Trinity Updates and integer codes benchmarks

Trinity got quite a few updates recently. From performance improvements, to new APIs and new features(check out the percolator query). Yesterday, Daniel Lemire announced Stream VByte, a codec he and Nathan Kurtz devised that yields impressive decoding speed, using SIMD instructions.

This is an integers encoding codec. They are used to compress arrays of integers into a special representation that can be decompressed later, and their efficiency is a function of the compression ratio and the encoding/decoding speed.

I have used Jeff Dean’s varint-GB, and Jeff Plaisance’s MaskedVByte as well as other codecs, including Lemire’s FastPFOR in the past in various projects, and Trinity’s Lucene codec implementation has been using FastPFOR (with support for streaming vbyte implemented and selectable via a macro), so when I read about it, I was very curious about the performance boost it could provide to Trinity.

Implementing support for it in the, default, Lucene Codec bundled with Trinity, was trivial, so it was easy to compare Stream VByte with the other codecs, in terms of index size, encoding and decoding speed.

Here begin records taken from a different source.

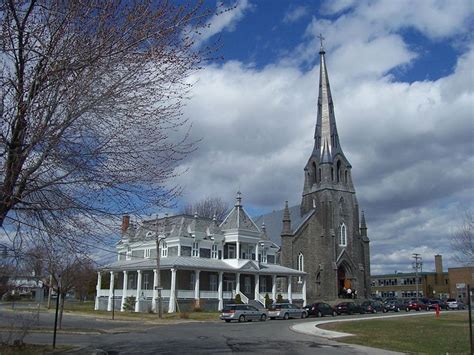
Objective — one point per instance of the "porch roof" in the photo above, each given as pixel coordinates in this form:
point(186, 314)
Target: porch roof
point(204, 264)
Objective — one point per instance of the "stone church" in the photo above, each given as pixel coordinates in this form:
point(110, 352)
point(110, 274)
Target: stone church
point(325, 236)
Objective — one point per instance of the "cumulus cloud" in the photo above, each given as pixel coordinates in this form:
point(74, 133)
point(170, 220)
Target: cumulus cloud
point(410, 144)
point(225, 19)
point(295, 14)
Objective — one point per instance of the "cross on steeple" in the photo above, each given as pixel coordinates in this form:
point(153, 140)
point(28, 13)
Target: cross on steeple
point(321, 39)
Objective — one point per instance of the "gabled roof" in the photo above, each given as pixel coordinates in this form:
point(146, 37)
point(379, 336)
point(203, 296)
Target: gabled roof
point(238, 218)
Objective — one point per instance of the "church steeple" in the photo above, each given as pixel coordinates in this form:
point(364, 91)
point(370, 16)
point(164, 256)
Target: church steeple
point(326, 139)
point(327, 167)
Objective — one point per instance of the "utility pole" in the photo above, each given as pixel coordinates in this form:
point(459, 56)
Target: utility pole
point(416, 265)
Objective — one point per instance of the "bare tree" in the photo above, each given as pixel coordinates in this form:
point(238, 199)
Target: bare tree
point(91, 94)
point(462, 242)
point(208, 207)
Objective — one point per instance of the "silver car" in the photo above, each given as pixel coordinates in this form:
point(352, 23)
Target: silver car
point(242, 313)
point(285, 311)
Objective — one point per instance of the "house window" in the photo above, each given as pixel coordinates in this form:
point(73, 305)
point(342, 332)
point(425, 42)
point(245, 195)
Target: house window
point(164, 249)
point(195, 251)
point(300, 265)
point(214, 253)
point(213, 282)
point(146, 281)
point(343, 235)
point(231, 251)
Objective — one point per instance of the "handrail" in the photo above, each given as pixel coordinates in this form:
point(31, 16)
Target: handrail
point(243, 298)
point(260, 298)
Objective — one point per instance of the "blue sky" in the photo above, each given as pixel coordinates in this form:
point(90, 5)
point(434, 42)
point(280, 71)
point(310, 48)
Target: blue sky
point(401, 74)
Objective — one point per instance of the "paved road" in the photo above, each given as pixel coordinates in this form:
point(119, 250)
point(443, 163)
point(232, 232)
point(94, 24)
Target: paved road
point(137, 337)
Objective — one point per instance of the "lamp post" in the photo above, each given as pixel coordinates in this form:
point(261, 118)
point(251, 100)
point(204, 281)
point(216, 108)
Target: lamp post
point(416, 264)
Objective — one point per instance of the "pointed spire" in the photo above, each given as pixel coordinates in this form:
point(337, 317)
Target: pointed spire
point(326, 138)
point(286, 229)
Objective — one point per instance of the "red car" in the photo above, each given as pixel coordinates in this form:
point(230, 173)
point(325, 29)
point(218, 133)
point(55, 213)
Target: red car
point(414, 306)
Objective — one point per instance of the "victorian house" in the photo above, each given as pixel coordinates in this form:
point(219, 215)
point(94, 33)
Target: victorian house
point(202, 263)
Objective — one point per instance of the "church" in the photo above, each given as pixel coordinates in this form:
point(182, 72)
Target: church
point(325, 236)
point(315, 251)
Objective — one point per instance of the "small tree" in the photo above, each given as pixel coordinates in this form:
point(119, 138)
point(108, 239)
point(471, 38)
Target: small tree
point(129, 304)
point(268, 301)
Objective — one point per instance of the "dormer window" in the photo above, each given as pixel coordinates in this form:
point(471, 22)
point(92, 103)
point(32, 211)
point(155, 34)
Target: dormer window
point(343, 235)
point(164, 249)
point(214, 251)
point(195, 250)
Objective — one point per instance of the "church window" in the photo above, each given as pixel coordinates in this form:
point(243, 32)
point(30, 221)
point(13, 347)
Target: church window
point(195, 250)
point(300, 265)
point(343, 235)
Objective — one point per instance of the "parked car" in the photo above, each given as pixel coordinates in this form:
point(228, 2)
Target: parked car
point(414, 305)
point(452, 303)
point(431, 304)
point(285, 311)
point(320, 309)
point(394, 305)
point(349, 308)
point(243, 313)
point(372, 306)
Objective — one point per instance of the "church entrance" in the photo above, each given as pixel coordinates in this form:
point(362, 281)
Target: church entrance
point(344, 282)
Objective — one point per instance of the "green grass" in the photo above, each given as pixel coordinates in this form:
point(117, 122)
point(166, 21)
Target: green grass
point(420, 334)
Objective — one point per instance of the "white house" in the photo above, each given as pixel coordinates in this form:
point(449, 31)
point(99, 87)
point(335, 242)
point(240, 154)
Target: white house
point(202, 263)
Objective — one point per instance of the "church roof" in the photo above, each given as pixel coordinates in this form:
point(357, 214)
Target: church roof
point(273, 222)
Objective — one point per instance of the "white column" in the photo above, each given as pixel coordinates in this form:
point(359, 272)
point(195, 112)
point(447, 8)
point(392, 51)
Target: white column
point(124, 289)
point(304, 291)
point(196, 287)
point(237, 282)
point(219, 292)
point(172, 304)
point(154, 306)
point(274, 288)
point(111, 291)
point(97, 290)
point(257, 286)
point(290, 296)
point(139, 291)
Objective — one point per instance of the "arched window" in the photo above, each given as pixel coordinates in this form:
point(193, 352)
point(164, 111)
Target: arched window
point(315, 178)
point(343, 235)
point(300, 264)
point(338, 171)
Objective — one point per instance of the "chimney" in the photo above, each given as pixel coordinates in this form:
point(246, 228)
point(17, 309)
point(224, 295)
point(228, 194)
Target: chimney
point(125, 223)
point(438, 264)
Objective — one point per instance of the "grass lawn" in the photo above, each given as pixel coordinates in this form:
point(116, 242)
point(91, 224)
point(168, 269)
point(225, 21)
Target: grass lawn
point(420, 334)
point(87, 308)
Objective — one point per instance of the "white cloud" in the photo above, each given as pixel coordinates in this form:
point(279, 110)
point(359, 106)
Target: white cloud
point(410, 144)
point(225, 19)
point(295, 14)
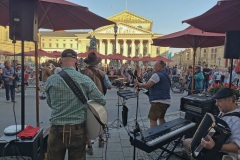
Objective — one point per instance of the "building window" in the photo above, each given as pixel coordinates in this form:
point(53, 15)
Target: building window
point(144, 50)
point(121, 48)
point(158, 51)
point(136, 49)
point(129, 50)
point(7, 36)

The following figures are based on building and querying a 4M wikipedia pages index.

Encoding time is the time spent to build the posting lists; the Lucene codec was selected, and the time is mostly spent encoding integers, so it reflects the relative encoding speed of each. A single segment is created and accessed; multiple segments executed in parallel would result in faster query times, but the goal is to judge the performance of the integers codec, so a single segment is more appropriate here.

The query selected(multiple runs, average time is selected) is

THE | WEB | OF | 1 | 10 | 1 | 2 | 3 | 4 | 5 | 6 | 7 | 8 | 9 | 10 | 11 | 12 | 13 | 14 | 15 | 16 | 17 | 18 | 19 | 20 | 21 | 22 | 23 | 24 | 25 | 26 | 27 | 28 | 29 | 30 | 31 | 32 | 33 | 34 | 35 | 36 | 37 | 38 | 39 | 40 | 41 | 42 | 43 | 44 | 45 | 46 | 47 | 48 | 49 | 50 | 51 | 52 | 53 | 54 | 55 | 56 | 57 | 58 | 59 | 60 | 61 | 62 | 63 | 64 | 65 | 66 | 67 | 68 | 69 | 70 | 71 | 72 | 73 | 74 | 75 | 76 | 77 | 78 | 79 | 80 | 81 | 82 | 83 | 84 | 85 | 86 | 87 | 88 | 89 | 90 | 91 | 92 | 93 | 94 | 95 | 96 | 97 | 98 | 99 | 100

This rather long query matches 1.4m documents, and accesses multiple postings list. The DocumentsOnly execution mode was selected, so that reported time is almost entirely specific to the engine postings list access performance.

FastPFOR

Encoding Time: 16.3s
Index Size: 273MBs
Average Query Time: 95ms

MaskedVByte

Encoding Time: 18.1s
Index Size: 290MBs
Average Query Time:117ms

Stream VByte

Encoding Time: 15.4s
Index Size: 329MBs
Average Query Time: 62ms

Conclusions

As you can see, Stream VByte is over 30% faster than the second fastest, FastPFOR in decoding, where it matters the most, and also the fastest among the 3 codecs in encoding(though not by much). On the flip side, the index generated is larger than the other two codecs, though not by much (17% or so larger than the smallest index generated when FastPFOR is selected).

This is quite an impressive improvement in terms of query execution time, which is almost entirely dominated by postings list access time (i.e integers decoding speed).